De invloedcoëfficiëntmethode voor veldbalancering
Definitie: Wat is een invloedscoëfficiënt?
Een invloedscoëfficiënt is een complexe vector (met zowel een amplitude als een fasehoek) die beschrijft hoe een rotorsysteem reageert op een bekende onbalans. Concreet geeft het de verandering in trilling weer op een specifiek meetpunt als gevolg van het toevoegen van een bekend proefgewicht op een specifieke locatie op een correctievlak. Simpel gezegd geeft de coëfficiënt aan: "Voor een proefgewicht van deze grootte, geplaatst onder deze hoek, veranderde de trilling in het lager zoveel en in deze richting."
Deze methode vormt de basis voor moderne veldbalancering, omdat hiermee nauwkeurig kan worden gebalanceerd zonder dat de complexe fysieke eigenschappen van de rotor (zoals de massa, stijfheid of demping) bekend hoeven te zijn.
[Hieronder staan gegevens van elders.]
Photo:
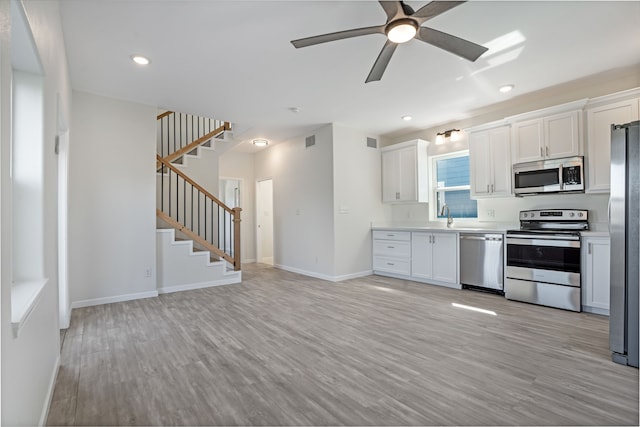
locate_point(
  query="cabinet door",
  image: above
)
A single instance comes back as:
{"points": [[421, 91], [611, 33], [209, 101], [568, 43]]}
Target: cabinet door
{"points": [[480, 164], [390, 176], [599, 121], [500, 161], [562, 136], [421, 255], [408, 171], [528, 141], [596, 273], [445, 257]]}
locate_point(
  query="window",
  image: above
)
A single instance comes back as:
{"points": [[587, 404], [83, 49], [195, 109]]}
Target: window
{"points": [[450, 186]]}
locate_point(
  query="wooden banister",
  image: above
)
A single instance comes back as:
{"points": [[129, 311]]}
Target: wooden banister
{"points": [[184, 150], [192, 182], [196, 238]]}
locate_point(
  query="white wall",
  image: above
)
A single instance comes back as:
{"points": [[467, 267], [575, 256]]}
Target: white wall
{"points": [[29, 362], [357, 189], [239, 165], [112, 198], [302, 202]]}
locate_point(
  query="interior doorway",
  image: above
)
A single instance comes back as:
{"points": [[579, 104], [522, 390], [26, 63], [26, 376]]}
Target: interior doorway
{"points": [[264, 221], [229, 193]]}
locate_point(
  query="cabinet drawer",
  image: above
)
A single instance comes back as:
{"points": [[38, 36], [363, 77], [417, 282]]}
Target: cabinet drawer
{"points": [[391, 265], [392, 248], [391, 235]]}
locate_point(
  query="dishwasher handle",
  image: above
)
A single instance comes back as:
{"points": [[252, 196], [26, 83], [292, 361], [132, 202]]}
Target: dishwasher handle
{"points": [[485, 238]]}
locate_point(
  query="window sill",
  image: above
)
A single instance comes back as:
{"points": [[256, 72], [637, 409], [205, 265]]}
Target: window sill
{"points": [[24, 298]]}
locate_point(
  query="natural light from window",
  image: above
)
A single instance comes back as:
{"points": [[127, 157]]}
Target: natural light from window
{"points": [[450, 185]]}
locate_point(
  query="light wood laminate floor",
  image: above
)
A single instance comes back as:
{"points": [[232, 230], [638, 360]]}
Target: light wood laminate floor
{"points": [[285, 349]]}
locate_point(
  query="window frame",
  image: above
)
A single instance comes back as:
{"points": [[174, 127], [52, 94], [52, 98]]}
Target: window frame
{"points": [[433, 184]]}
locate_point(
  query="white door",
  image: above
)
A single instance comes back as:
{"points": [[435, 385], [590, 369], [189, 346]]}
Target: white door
{"points": [[264, 221], [229, 193]]}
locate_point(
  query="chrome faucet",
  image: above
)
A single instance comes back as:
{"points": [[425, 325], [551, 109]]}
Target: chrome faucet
{"points": [[449, 219]]}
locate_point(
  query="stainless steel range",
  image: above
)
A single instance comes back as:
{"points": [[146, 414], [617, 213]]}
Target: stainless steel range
{"points": [[543, 258]]}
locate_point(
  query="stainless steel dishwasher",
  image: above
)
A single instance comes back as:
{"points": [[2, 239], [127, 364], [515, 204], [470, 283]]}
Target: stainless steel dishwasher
{"points": [[482, 261]]}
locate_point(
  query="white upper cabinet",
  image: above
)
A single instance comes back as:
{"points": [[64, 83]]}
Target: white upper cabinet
{"points": [[490, 162], [549, 137], [404, 172], [600, 117]]}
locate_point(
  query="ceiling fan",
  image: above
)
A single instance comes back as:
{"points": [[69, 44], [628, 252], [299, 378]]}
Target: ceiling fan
{"points": [[404, 24]]}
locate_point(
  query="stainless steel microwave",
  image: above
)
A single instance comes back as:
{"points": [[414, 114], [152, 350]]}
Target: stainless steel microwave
{"points": [[549, 176]]}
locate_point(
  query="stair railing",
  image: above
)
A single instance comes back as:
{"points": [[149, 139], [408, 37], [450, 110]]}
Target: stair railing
{"points": [[180, 133], [198, 214]]}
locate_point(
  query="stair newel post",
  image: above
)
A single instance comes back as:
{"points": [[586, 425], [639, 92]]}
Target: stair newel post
{"points": [[236, 238]]}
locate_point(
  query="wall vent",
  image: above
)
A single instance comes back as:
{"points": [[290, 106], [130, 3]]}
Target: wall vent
{"points": [[310, 141]]}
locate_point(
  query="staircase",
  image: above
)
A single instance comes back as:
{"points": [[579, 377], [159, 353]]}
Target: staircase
{"points": [[198, 236]]}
Waarom is de invloedcoëfficiëntmethode zo effectief?
De kracht van deze methode schuilt in het feit dat de machine als een 'black box' wordt behandeld. In plaats van te proberen de rotor theoretisch te modelleren, wordt de unieke respons van het systeem direct gemeten met behulp van een praktische test. Belangrijke voordelen zijn:
- Hoge nauwkeurigheid: Er wordt rekening gehouden met alle dynamische effecten van het systeem in de echte wereld, zoals de stijfheid van de lagers, de flexibiliteit van de ondersteunende structuur en de aerodynamische krachten.
- Veelzijdigheid: Het werkt even goed voor zowel enkelvlaks- als complexe meervlaks-balanceringsproblemen op zowel stijve als flexibele rotoren.
- Geen demontage vereist: Het is de standaard voor in-situ- of veldbalancering, waardoor machines in hun uiteindelijke geïnstalleerde toestand kunnen worden gebalanceerd bij normale bedrijfsbelastingen en -temperaturen.
De procedure voor het balanceren van één vlak (stap voor stap)
Voor een eenvoudige balans op één vlak volgt de invloedcoëfficiëntmethode een duidelijk, logisch proces:
- Eerste run (run 1): Meet, onder normale bedrijfsomstandigheden, de initiële trillingsvector (amplitude A1 en fase P1) bij het lager. Dit is de trilling veroorzaakt door de oorspronkelijke onbalans (O).
- Proefgewichtrun (run 2): Stop de machine en bevestig een bekend proefgewicht (T) op een bekende hoekpositie (bijv. 0 graden) op het correctievlak.
- Meet de nieuwe respons: Start de machine en meet de nieuwe trillingsvector (amplitude A2 en fase P2). Deze nieuwe trilling is de vectoriële som van de oorspronkelijke onbalans plus het effect van het proefgewicht (O+T).
- Bereken de trillingsverandering: Het balanceerinstrument voert een vectoraftrekking (A2 – A1) uit om de vector te vinden die het effect van alleen het proefgewicht weergeeft (T_effect).
- Bereken de invloedscoëfficiënt (α): De invloedscoëfficiënt wordt berekend door het effect van het proefgewicht te delen door het proefgewicht zelf: α = T_effect / TDeze vector geeft nu de trillingsrespons per eenheid onbalans weer (bijv. mm/s per gram).
- Bereken de benodigde correctie: Om de oorspronkelijke onbalans te compenseren, hebben we een correctiegewicht nodig dat een trillingsvector produceert die precies tegengesteld is aan de oorspronkelijke trilling (-A1). Het benodigde correctiegewicht (W) wordt als volgt berekend: W = -A1 / α.
- Correctie installeren en verifiëren: Het proefgewicht wordt verwijderd en het berekende correctiegewicht (W) wordt permanent geïnstalleerd. Er wordt een laatste testrun uitgevoerd om te controleren of de trillingen tot een acceptabel niveau zijn teruggebracht.
Multi-Plane Balancering
Hetzelfde principe geldt voor balanceren in twee en meerdere vlakken, maar de wiskunde wordt complexer. Voor een balanceren in twee vlakken berekent het instrument vier invloedscoëfficiënten (het effect van een gewicht in vlak 1 op beide lagers, en het effect van een gewicht in vlak 2 op beide lagers). Vervolgens lost het een reeks gelijktijdige vergelijkingen op om de juiste gewichten voor beide vlakken te vinden. Deze krachtige functionaliteit maakt het mogelijk om het op vrijwel elk type roterende machine te gebruiken.